Viennent ensuite la douce mélancolie et le baume du folk d’Alex Maas, chanteur des Black Angels venu nous réconforter en solo avec un set essentiellement acoustique et intimiste simplement accompagné de sa guitare et d’un batteur. L’ambiance est au recueillement pour écouter cette tête de proue de la scène néo-psychédélique américaine qui offre un très joli moment de douceur aux accents country. C’est peut-être légèrement en décalage avec le reste de la soirée, mais ce concert offre quelques moments de grâce comme sur un titre orientalisant joué avec un instrument traditionnel de type sitar ou bouzouki, et Alex Maas a une vraiment très jolie voix. Nous partons avant la fin pour assister au concert des Limiñanas.

« Athen I.A » aux airs d’Ennio Morricone retentit dans le Forum du Quai. The Limiñanas et toute sa bande font escale sur la scène qu’ils vous foudroyer une heure durant. Entre les riffs déflagrateurs de Lionel, le chant élégant de Nika et le jeu de batterie très habité de Marie, le spectacle est un délice tant pour les yeux que les oreilles. Alternant les morceaux anglophones et francophones (« The Darkside », « El Beach », « Prisunic », « Zippo »), les Perpignanais débordent d’une énergie communicative et d’une expérience scénique évidente. Nous regretterons l’absence de morceaux marquants de leur discographie comme « Kostas » ou encore le culte « Je ne suis pas très drogue » ainsi que l’absence de la voix de Lionel, pourtant si précieuse dans les morceaux du groupe. Un set absolument électrique et sans temps mort qu’il nous tarde de revoir en version longue.
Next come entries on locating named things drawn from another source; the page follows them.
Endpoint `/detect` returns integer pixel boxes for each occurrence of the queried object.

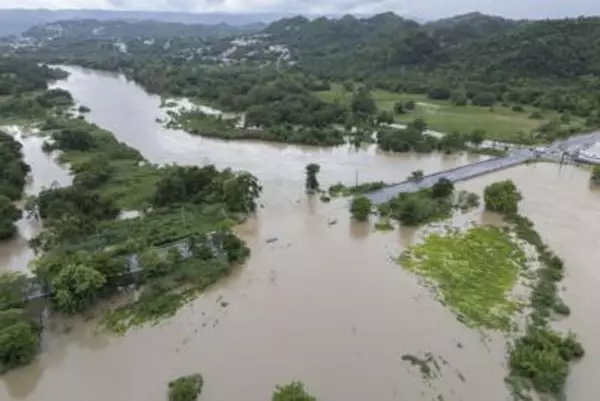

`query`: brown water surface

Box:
[0,68,600,401]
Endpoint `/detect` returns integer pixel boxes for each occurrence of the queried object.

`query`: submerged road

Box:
[366,131,600,205]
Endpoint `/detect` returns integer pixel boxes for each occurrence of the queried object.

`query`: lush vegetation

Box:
[0,57,72,122]
[0,131,31,201]
[315,84,585,143]
[304,163,321,193]
[590,166,600,182]
[328,181,386,197]
[15,13,600,151]
[483,180,523,214]
[0,86,262,330]
[350,195,373,221]
[379,178,479,226]
[0,273,40,373]
[0,131,30,240]
[400,227,526,330]
[169,374,204,401]
[271,382,317,401]
[28,119,262,324]
[485,181,584,397]
[167,104,345,146]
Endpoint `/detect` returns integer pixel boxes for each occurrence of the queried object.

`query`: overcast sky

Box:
[0,0,600,18]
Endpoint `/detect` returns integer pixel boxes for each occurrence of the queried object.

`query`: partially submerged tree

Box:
[483,180,523,214]
[306,163,321,193]
[169,374,204,401]
[271,382,317,401]
[350,196,373,221]
[431,178,454,198]
[0,194,21,240]
[408,170,425,182]
[52,264,106,313]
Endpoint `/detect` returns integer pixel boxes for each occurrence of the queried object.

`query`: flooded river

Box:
[0,126,71,273]
[0,69,600,401]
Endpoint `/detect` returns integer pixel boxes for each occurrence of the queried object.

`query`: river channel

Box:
[0,68,600,401]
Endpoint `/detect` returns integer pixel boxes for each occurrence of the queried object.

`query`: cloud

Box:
[0,0,600,18]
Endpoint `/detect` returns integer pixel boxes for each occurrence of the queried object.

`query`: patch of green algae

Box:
[399,226,526,331]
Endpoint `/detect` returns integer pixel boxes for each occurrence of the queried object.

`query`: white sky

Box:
[0,0,600,18]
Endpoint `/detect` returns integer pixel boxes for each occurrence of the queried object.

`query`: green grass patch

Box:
[169,374,204,401]
[315,85,583,142]
[399,227,526,330]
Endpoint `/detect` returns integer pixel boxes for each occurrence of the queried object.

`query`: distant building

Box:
[575,142,600,164]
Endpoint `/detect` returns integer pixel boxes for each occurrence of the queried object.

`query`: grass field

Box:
[399,227,526,330]
[316,85,583,142]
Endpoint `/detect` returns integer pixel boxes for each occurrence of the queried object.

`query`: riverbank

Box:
[0,65,600,401]
[316,84,585,145]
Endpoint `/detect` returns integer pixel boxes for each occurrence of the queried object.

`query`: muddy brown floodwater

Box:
[0,126,71,273]
[0,68,600,401]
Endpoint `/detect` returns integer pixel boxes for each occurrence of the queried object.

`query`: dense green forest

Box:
[0,58,72,240]
[12,13,600,145]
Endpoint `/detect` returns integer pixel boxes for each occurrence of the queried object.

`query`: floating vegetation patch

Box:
[402,352,442,380]
[399,227,526,330]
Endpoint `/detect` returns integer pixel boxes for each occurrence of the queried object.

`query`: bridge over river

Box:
[366,131,600,205]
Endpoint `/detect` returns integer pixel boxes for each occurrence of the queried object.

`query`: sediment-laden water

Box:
[0,68,600,401]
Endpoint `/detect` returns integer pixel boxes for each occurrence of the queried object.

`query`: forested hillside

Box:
[12,13,600,144]
[23,19,264,41]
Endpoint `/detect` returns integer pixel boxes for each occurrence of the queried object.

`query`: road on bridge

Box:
[366,131,600,205]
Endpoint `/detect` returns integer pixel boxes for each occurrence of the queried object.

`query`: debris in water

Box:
[454,369,467,383]
[402,352,441,380]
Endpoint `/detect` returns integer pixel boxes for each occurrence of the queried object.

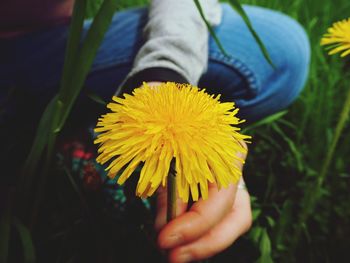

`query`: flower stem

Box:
[291,86,350,253]
[167,159,176,222]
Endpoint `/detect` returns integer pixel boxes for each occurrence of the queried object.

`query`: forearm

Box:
[117,0,221,94]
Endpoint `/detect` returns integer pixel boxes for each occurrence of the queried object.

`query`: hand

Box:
[155,150,252,263]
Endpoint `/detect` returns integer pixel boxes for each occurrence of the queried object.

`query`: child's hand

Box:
[155,150,252,262]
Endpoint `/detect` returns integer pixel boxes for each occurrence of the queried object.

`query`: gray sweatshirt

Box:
[117,0,221,91]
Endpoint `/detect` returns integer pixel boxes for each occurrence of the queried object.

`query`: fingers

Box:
[158,184,236,249]
[154,187,187,232]
[169,190,252,263]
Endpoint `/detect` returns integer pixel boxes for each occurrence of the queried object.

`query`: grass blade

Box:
[229,0,276,69]
[194,0,229,56]
[0,196,11,263]
[60,0,87,101]
[55,0,117,132]
[13,218,35,263]
[243,110,288,132]
[20,96,57,192]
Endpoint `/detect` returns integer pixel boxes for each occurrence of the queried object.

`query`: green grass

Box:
[87,0,350,262]
[2,0,350,263]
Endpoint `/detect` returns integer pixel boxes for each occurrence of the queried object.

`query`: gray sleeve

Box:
[120,0,221,88]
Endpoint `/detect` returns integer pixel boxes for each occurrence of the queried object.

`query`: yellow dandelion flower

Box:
[321,18,350,57]
[95,82,250,202]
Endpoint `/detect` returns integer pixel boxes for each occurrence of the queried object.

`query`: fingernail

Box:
[178,252,192,263]
[161,234,182,248]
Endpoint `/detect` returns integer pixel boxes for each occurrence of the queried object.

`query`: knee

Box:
[273,12,311,105]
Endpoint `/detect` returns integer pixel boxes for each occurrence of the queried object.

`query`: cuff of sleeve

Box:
[121,67,189,94]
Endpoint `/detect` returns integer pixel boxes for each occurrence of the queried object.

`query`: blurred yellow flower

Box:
[95,82,250,202]
[321,18,350,57]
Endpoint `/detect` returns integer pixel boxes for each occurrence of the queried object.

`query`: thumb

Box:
[154,187,187,232]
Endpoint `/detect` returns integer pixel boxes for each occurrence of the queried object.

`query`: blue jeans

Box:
[0,4,310,121]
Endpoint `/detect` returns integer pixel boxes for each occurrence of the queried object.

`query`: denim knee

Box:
[205,5,310,121]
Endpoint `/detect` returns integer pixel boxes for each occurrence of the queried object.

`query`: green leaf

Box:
[194,0,228,56]
[257,228,273,263]
[20,96,57,191]
[242,110,288,133]
[86,92,107,106]
[13,218,35,263]
[229,0,276,69]
[57,0,117,130]
[0,202,11,263]
[59,0,87,101]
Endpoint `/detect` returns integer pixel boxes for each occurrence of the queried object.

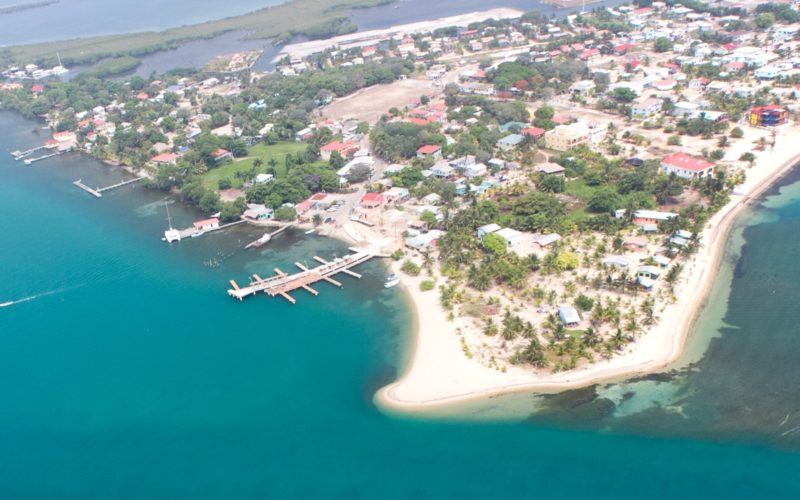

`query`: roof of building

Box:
[603,255,631,267]
[192,217,219,228]
[558,306,581,325]
[661,153,714,172]
[536,163,566,174]
[417,144,442,155]
[495,227,522,241]
[361,193,383,203]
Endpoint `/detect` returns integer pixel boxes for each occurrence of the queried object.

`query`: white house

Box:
[661,153,714,179]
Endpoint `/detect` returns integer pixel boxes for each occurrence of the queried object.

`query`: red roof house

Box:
[522,127,547,140]
[360,193,386,208]
[661,153,714,179]
[417,144,442,158]
[319,141,358,160]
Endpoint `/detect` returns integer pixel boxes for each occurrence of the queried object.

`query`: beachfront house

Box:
[661,153,714,179]
[636,266,661,280]
[497,134,525,151]
[536,162,566,177]
[478,223,501,238]
[192,217,219,233]
[405,229,444,252]
[494,227,522,247]
[359,193,386,208]
[603,255,631,270]
[417,144,442,160]
[211,148,233,164]
[533,233,561,248]
[242,203,274,221]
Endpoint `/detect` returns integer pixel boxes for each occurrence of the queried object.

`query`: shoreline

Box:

Pendant ce temps, les aficionados de la scène la plus radicale de l’électro psyché des pionniers assistent à l’hommage rendu à La Monte Young par Peter Kember (Sonic Boom), Étienne Jaumet (Zombie Zombie) et Céline Wadier via une création aux confins du jazz, du drone et de la musique électronique planante. Nous n’y faisons qu’un bref tour, car La Femme s’apprête à prendre place sur la scène du Forum.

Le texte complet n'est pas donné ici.